Do you know that thing when your think a favourite shop has closed down, so you get used to it not being there and then you find out via Brendan from Frankie Magazine that the shop actually MOVED? You do?! Phew.
I used to go to City Basement Books every week, years ago. Then I got busy. Then I went back and it was gone. So I started going to to a second-hand bookshop on Swanston Street instead. Guess what? That closed too. It was at this point that I did what any book loving person would do – I asked Facebook about good second-hand bookshops in Melbourne.
Amidst the responses (many of which were helpful, but did not detail Melbourne shops!) was one from Brendan about…. City Basement Books! They didn’t close after all, they simply (or probably far from simply!) moved around the corner. Geesh. All those years of no books! Such regret! So many more zillions of books could be lining my house and making me look even more like a crazy hoarder. Dang.
Still. I was so glad to find out that this legendary bookshop was still there that I took the tram in at lunchtime, hoping to find some of my great-grandfather’s books tucked away somewhere. City Basement Books is good because they have SO MANY old and out-of-print titles. I’m talking thousand and thousands of books on every subject you could imagine. I knew there was a very good chance there’d be some Frank lurking somewhere.
I ventured into a section I would never normally explore – RELIGION. Frank was a pastor, and his books had a firm backbone of Lordy-bible, even though a lot of the writings are actually more about everyday things and nature. I scanned the shelves, feeling a bit out-of-place, then lo and behold I spotted a whole bunch of his work on the floor. Frank had fallen at my feet. I may have accidentally kicked him, even, before I realised he was there. Super convenient. I grabbed a bunch and moved over to the Craft section (which felt heaps more natural and less born-again.)

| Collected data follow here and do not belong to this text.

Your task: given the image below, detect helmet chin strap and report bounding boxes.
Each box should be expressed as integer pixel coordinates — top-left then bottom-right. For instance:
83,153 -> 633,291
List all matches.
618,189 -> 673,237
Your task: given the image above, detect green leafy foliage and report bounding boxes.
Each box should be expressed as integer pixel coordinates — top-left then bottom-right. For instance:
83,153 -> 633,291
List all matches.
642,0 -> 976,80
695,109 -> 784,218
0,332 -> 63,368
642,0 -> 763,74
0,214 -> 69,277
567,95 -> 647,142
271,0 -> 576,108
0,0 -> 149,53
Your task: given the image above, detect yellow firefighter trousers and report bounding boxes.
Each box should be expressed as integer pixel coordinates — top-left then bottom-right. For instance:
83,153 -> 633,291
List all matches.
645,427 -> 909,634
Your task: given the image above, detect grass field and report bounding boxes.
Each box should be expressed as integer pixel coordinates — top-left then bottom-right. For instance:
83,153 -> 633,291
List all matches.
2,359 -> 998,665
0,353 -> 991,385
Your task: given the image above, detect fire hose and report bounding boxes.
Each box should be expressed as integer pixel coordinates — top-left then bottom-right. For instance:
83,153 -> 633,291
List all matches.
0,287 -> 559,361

I had a quick look through the amazing collection of vintage craft titles and then took my leave (I’m being a bit Frank there, right?) I may have spent $111.00 but it’s a small price to pay, because I really need to know more about what made Frank tick, right? I clutched those books clumsily to my chest in the kind of book hug only bookworms can give and whizzed back home.

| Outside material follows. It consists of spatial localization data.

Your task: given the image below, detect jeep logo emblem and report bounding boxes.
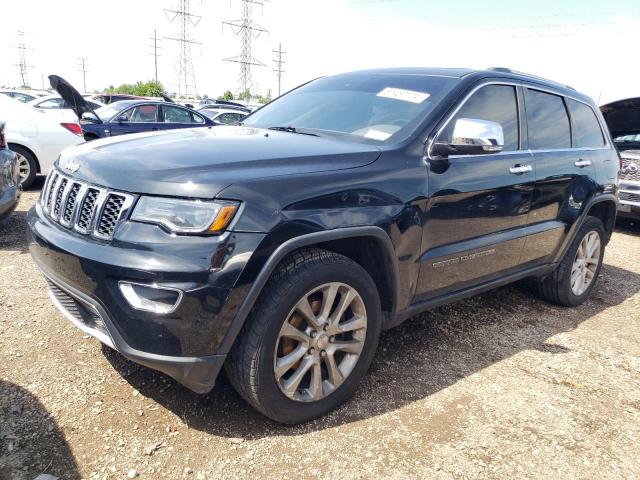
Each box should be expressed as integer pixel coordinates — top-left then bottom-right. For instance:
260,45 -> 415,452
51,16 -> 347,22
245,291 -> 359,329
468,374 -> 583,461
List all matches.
622,162 -> 639,174
62,159 -> 80,173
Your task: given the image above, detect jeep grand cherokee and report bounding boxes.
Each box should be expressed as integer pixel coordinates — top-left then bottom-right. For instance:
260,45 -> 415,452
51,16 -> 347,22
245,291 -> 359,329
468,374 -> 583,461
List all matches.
28,67 -> 619,424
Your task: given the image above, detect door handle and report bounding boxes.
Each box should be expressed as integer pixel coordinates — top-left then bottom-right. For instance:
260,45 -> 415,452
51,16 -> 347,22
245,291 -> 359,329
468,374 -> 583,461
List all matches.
574,159 -> 591,168
509,164 -> 533,175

They are lovely cloth-bound and jacketed editions with cute little stickers inside the cover denoting where they were purchased. Wow. It’s mind-boggling to think of all the long-gone bookshops, right? *cries*
Anyway, I have read half of ‘The Luggage Of Life’, skimming over the more religious parts (I am not religious) and savouring the life-musing parts that Frank does so well.
Here’s a little excerpt for a hot Melbourne afternoon…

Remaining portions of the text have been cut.